Я отошел от него. Грудь мне стеснило.
- Дайте напоследок вашу руку, отец мой... и прощайте... - сказал я и хотел было уйти.
- Послушайте! - крикнул он.
Я остановился. Он подошел ко мне.
- Нехорошо отстранить предложенное утешение и оттолкнуть человека, посланного Богом. Вы сделали для несчастного то, что никто не сделал для него в продолжение шести лет: вы подали ему руку. Благодарю вас. Вы сказали ему, что поверить свое горе - значит смягчить его, и обязались этим выслушать его. Теперь не вздумайте прерывать мой рассказ, не просите меня замолчать. Выслушайте до конца мое повествование, ибо нужен исход тому, что уже давно лежит у меня на сердце. А когда я умолкну, тут же уходите, не спросив моего имени и не сказав мне, кто вы такой, - это единственное, о чем я прошу вас.

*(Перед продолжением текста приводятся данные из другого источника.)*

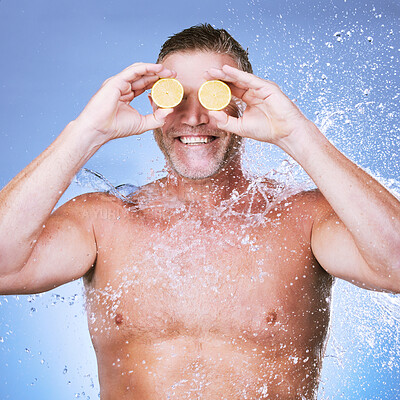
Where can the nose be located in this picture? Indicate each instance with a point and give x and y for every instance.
(191, 112)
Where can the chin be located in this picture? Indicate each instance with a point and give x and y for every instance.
(193, 173)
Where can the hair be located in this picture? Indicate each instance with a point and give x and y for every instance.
(205, 37)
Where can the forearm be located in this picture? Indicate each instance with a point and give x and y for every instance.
(28, 200)
(367, 209)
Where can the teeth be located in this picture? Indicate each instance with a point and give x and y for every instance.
(196, 139)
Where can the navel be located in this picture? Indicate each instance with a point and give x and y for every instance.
(271, 317)
(119, 319)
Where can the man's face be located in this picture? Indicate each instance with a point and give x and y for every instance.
(192, 144)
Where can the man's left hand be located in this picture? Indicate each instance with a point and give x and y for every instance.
(270, 116)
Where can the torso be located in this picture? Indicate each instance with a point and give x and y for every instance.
(184, 304)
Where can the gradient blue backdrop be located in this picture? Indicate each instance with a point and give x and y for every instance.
(339, 59)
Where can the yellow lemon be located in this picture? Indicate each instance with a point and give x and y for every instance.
(167, 92)
(214, 95)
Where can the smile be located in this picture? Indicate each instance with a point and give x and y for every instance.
(196, 140)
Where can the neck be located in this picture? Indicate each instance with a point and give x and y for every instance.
(208, 192)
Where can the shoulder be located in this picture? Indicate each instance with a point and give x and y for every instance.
(91, 207)
(307, 206)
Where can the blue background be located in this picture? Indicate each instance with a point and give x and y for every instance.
(338, 59)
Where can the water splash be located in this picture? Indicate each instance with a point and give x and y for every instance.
(95, 181)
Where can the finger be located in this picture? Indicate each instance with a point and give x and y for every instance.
(227, 123)
(135, 71)
(145, 82)
(242, 83)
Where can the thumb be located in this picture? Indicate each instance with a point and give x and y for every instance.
(157, 119)
(227, 123)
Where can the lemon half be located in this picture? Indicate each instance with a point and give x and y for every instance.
(214, 95)
(167, 92)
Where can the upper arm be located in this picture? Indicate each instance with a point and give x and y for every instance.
(335, 249)
(64, 251)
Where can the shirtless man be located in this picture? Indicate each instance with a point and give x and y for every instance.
(204, 284)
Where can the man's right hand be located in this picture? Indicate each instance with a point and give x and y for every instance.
(109, 112)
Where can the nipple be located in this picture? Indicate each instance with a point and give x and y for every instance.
(271, 317)
(119, 319)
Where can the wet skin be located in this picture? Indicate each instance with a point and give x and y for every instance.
(189, 304)
(203, 284)
(195, 294)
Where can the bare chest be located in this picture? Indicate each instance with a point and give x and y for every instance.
(238, 280)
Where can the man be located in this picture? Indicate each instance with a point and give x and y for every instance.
(204, 284)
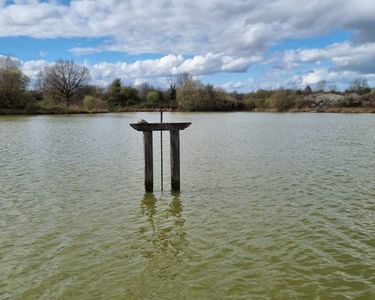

Я дал требуемое обещание. Мы сели на разбитую могильную плиту одного из генералов ордена. Мой собеседник опустил голову на руки, от этого движения упал его капюшон, и я смог рассмотреть монаха, когда он выпрямился. Я увидел перед собой бородатого, черноглазого молодого человека, ставшего бледным и худым из-за своей аскетической жизни; но, отняв у его лица юношескую прелесть, жизнь эта придала ему особую значительность. Это была голова Гяура, каким я представил его себе, читая поэму Байрона.
- Вам нет нужды знать, - начал он свой рассказ, - где я родился и где жил. Прошло семь лет после тех событий, о которых я собираюсь поведать вам. Мне было тогда двадцать четыре года.
Я был богат, происходил из хорошей семьи. Окончив коллеж, я окунулся в водоворот света; я вступил в него с решимостью молодости, с горячей головой, с сердцем, обуреваемым страстями, и с уверенностью, что ни одна женщина не устоит перед тем, кто обладает настойчивостью и золотом. Мои первые похождения лишь подтвердили эту уверенность.